Hint:To solve this question, we need to understand the connection of resistors in which voltage is constant or current is constant. In the first case, we have to find the resistor through which we can change the range of the current. Whereas in the second case, we have to find the resistor through which we can change the range of the voltage. For this, we will use the concept of parallel and series connection of resistors.

Complete step by step answer:
In case a, we need to find the type of connection and amount of resistance to be connected with the instrument to measure a current of $0$to $0.15A$. We know that the variation in current is possible when the voltage remains constant. This is possible if the resistor is connected in parallel with the instruments.So let us assume that a resistor R is connected in parallel with the instrument. We will take \[{I_1} = 15mA = 0.015A\], ${R_1} = 5\Omega $, ${I_2} = 0.15 - 0.015 = 0.135A$ and ${R_2} = R\Omega $
For parallel connection of resistors,
$
{I_1}{R_1} = {I_2}{R_2} \\
\Rightarrow 0.015 \times 5 = 0.135 \times R \\
\therefore R = \dfrac{5}{9}\Omega \\ $
Thus, our answer for case A is: The resistance of $\dfrac{5}{9}\Omega $ should be connected in parallel with the instrument.
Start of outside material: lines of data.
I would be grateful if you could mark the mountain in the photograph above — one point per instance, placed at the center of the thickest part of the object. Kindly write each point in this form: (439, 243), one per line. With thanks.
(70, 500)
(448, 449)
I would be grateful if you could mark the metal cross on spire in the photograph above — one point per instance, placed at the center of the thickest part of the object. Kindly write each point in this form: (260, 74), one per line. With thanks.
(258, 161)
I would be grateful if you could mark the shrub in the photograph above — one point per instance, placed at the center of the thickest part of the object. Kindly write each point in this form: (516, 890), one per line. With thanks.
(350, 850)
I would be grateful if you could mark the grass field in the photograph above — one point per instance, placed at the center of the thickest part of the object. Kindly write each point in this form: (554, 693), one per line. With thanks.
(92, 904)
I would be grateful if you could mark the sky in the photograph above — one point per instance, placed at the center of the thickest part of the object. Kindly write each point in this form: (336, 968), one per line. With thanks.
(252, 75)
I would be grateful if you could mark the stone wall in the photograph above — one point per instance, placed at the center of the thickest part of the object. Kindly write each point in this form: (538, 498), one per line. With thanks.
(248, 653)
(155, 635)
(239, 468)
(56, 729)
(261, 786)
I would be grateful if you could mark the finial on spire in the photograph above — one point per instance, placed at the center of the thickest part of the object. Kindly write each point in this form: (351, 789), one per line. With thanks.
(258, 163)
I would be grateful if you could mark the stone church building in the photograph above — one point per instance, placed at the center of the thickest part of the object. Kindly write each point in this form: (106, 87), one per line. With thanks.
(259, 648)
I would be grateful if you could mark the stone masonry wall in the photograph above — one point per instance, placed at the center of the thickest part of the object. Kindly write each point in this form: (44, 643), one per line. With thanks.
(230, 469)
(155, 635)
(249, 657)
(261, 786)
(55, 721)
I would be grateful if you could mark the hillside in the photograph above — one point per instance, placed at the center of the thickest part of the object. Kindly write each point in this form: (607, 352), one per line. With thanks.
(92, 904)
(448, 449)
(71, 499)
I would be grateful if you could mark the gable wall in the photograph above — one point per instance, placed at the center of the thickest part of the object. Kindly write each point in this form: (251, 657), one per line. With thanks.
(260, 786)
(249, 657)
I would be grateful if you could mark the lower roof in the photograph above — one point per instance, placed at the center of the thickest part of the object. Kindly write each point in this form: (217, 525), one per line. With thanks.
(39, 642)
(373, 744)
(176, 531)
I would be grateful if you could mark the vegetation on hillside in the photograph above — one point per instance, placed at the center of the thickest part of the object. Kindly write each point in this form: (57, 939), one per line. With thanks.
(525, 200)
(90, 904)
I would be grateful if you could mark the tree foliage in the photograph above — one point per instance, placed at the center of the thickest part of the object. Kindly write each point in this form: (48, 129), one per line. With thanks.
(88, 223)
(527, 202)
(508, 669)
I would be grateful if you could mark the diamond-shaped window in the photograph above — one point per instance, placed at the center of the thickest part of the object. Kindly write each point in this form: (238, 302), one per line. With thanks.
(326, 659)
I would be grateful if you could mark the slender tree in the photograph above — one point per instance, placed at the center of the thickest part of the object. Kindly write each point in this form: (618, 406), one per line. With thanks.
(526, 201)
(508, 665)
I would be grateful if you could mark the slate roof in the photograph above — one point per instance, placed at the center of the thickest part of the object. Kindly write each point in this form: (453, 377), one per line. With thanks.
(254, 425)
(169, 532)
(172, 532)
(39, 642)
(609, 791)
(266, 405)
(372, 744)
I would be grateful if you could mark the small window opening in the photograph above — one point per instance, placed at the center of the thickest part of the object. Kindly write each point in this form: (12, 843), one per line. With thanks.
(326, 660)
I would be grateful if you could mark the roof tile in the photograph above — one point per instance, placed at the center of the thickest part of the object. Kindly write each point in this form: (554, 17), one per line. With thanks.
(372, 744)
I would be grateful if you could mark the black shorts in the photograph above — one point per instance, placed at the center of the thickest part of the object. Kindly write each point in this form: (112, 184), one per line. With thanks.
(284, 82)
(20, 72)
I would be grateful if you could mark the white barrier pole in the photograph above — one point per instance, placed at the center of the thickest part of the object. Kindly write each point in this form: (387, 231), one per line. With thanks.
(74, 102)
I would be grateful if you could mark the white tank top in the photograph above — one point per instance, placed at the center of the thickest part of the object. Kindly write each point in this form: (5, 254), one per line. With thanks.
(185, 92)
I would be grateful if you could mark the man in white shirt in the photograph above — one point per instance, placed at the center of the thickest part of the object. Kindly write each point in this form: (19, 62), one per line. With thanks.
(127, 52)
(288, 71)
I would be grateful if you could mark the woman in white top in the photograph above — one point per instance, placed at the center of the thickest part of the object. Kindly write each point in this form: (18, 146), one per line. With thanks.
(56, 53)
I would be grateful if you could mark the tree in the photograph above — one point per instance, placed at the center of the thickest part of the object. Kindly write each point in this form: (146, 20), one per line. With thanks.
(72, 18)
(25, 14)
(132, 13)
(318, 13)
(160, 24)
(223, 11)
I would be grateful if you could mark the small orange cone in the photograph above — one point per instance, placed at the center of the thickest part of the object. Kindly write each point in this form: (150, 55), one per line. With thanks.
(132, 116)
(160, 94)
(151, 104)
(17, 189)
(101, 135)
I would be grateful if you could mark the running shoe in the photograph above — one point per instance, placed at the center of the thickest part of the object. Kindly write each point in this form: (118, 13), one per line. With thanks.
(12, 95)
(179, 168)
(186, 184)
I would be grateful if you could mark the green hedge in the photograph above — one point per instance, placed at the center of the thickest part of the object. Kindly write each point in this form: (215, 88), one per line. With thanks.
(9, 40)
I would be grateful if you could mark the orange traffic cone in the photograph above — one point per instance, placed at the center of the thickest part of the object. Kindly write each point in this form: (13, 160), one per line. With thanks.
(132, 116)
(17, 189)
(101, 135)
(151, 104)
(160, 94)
Now, in case b, we need to find the type of connection and amount of resistance to be connected with the instrument to measure a potential difference from $0$to $150V$.
The variation in voltage will be done if the resistor is connected in series.
Let us take $V = 150V$, $I = 15mA = 0.015A$, ${R_1} = 5\Omega $ and ${R_2} = R\Omega $
We know that for series connection,
\[
V = I\left( {{R_1} + {R_2}} \right) \\
\Rightarrow 150 = 0.015\left( {5 + R} \right) \\
\Rightarrow R + 5 = 10000 \\
\Rightarrow R = 10000 - 5 \\
\therefore R = 9995\Omega \\ \]
Thus, our answer for case B is: The resistance of $9995\Omega $ should be connected in series with the instrument.

Note:We have used two important concepts. First, we have applied the fact that in the parallel connection, the total current will divide between two resistors and the potential difference is constant. Second, in the series connection of the resistors, the current remains constant in both the resistors and potential difference is divided between the resistors.